Как говорил историк Эрик Хобсбаум, потрясения двадцатого века «заставили все правительства править». Даже консервативное крыло чилийских парламентариев голосовало за меры, аналогичные «новому курсу» Рузвельта. Экспортные рынки закрывались один за другим, внешнее финансирование иссякало, а массовая безработица при наличии активной левой оппозиции грозила очередной революцией. Чили, подобно большинству стран Латинской Америки, перешла к политике импортозамещающей индустриализации, что на пару десятилетий обеспечило социальную стабильность и рост, хотя, конечно, страна таких размеров и географии не могла долго продержаться в автаркической изоляции.

Кризис модели импортозамещения стал нарастать с конца 1950-х гг., отчасти по причине ее собственного успеха. Чили достигла пределов емкости внутренних рынков. Тем временем развитие чилийской промышленности привело к массовой миграции бывших сельских арендаторов из Центральной долины. Старая аграрная элита столкнулась с оттоком зависимой рабочей силы, а с нею и гарантированных голосов на выборах. Рушились основы аграрно-олигархического уклада. Нарастали стихийные захваты земли, забастовки на предприятиях и в университетах. Кульминацией этого тренда стало избрание президентом умеренного социалиста Сальвадора Альенде в 1970 г.

Как политик, он сформировался в устойчиво демократическую эпоху и не допускал мысли о применении революционного насилия. Альенде был более модернизатором, нежели левым радикалом. Он воспринимал президентский мандат как историческую возможность покончить с реликтами отсталости в сфере аграрных отношений и реформировать чилийское общество. Альенде надеялся договориться со всеми – правыми, центристами, левыми, Москвой и Вашингтоном.

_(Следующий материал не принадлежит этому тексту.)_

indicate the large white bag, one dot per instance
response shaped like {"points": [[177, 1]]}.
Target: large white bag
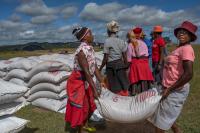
{"points": [[48, 66], [2, 74], [10, 108], [17, 73], [18, 81], [48, 87], [10, 91], [25, 64], [47, 94], [49, 77], [51, 104], [11, 124], [127, 109], [4, 64]]}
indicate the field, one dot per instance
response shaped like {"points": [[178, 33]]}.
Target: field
{"points": [[43, 121]]}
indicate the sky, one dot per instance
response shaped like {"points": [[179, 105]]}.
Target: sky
{"points": [[23, 21]]}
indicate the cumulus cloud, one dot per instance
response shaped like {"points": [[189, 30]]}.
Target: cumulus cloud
{"points": [[42, 14], [35, 8], [21, 32], [105, 12], [15, 18], [136, 15], [45, 19], [68, 11]]}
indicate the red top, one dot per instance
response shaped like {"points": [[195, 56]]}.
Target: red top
{"points": [[157, 43]]}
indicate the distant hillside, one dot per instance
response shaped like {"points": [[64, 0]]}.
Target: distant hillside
{"points": [[39, 46]]}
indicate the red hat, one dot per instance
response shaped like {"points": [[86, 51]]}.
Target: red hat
{"points": [[137, 30], [190, 27]]}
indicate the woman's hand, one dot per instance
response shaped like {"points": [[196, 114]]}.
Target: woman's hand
{"points": [[96, 95], [103, 85], [165, 93]]}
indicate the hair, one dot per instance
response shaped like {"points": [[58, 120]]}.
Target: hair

К 1970 г. модель защищенной экономики, создававшаяся для решения кризисных задач времен всемирной депрессии, давно исчерпала внутренние ресурсы роста. Экономический кризис нарастал на фоне патовой ситуации в политике, поскольку за каждой государственной субсидией стояли интересы той или иной политически активной группы чилийского общества. В попытке продолжить финансирование всех проектов правительство Альенде пошло на печатание инфляционных денег и национализацию рудников. Чилийские предприниматели ответили «инвестиционными забастовками». А далее вмешалось американское ЦРУ, чтобы дестабилизировать «вторую Кубу» (хотя, трезво рассуждая, Альенде был вовсе не Кастро, за что и поплатился).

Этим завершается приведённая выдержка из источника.